Secondly, phones have large quantities of storage now. Manufacturers seem to have settled on 64 GB as a minimum standard, which is easily expandable (although slower) if there is also a microSD card slot.
Thirdly, the rapid iteration of processors in modern phones — coupled with increases in system memory — has enabled the fast processing of images, something that was difficult previously. Not only is it easily possible, it's ubiquitous.
Finally, the increase in screen size and color accuracy has made editing a pleasant task meaning you can genuinely import a raw image, make corrections to the de-mosaicing, crop as desired, incorporate presets, and apply some adjustment brush edits all without much effort.
Cable Transfer
The key to making this seamless and painless is a cable! With manufacturers of Android phones having settled on USB-C and Apple wedded to Lightning, it is now pretty standard to buy either a USB-C connector or Lightning cable. That leaves you with a standard female USB connector to plug your favorite card reader into. For me, that's my faithful KiwiBird, but any one of a host of low-cost options should work well. You can use any File Manager to copy the files, although my current favorite on Android is Solid Explorer. I managed to copy at around 20 MB/s, which means 50 36-megapixel shots will be transferred in under two minutes for editing.
Now, I'll readily admit that that looks ridiculous, but who cares, if it makes the process painless? Don't break it off while connected!

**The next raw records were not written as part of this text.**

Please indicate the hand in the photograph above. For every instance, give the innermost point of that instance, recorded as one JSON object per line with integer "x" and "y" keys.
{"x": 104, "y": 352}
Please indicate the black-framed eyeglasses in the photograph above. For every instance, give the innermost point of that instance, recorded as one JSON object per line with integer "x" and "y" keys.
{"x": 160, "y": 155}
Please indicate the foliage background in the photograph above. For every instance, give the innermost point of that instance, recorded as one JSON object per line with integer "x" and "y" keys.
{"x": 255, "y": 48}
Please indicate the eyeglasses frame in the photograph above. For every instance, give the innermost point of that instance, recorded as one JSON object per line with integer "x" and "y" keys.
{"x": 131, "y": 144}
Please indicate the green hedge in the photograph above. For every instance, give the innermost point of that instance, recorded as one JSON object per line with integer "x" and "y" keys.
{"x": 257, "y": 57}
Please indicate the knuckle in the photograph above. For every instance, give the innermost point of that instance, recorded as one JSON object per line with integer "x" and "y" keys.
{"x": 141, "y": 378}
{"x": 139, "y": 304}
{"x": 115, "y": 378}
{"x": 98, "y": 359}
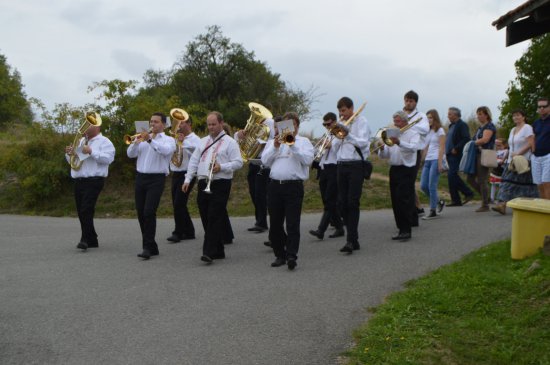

So far, this has been a bomb-proof solution (as a technical process), and when I've been running and gunning with just my phone and camera, I've downloaded selected shots and undertaken initial processing to produce some Instax prints for clients before delivering rapid 30-second slideshows.
Lead image composite courtesy fotoblend via Pixabay, used under Creative Commons.
I share your frustration with not being able to transfer RAW file via a wireless connection but I totally understand why doing so could be a frustrating, draining process. We should at least have the option to if we really needed to.
I resorted to getting a card reader for my android phone - not block style like the KiwiBird (because i really hated the look) but one on a wire from Best Buy's Insignia brand. I was initially fine with the purchase but I later found that it wouldn't read every card I tried, especially higher capacity cards. And thumbnails took forever to load in Lightroom. On top of that transfer speeds were slow.
But there's another way that requires no card reader : I use the USB-C port on my EOS RP to connect to my android phone. Once connected, pull down notifications, tap on "Android System - Connected to Canon Digital Camera" then tap to view files. It will then ask which app you'd like to use to view the pictures. I choose Lightroom and thumbnails show up fast and transfer (RAW!) is speedy too.
I post this for those who may not be aware of this option.
Beware, if you turn off the camera while the cable is still connected to your phone it will draw from the phone battery to charge itself.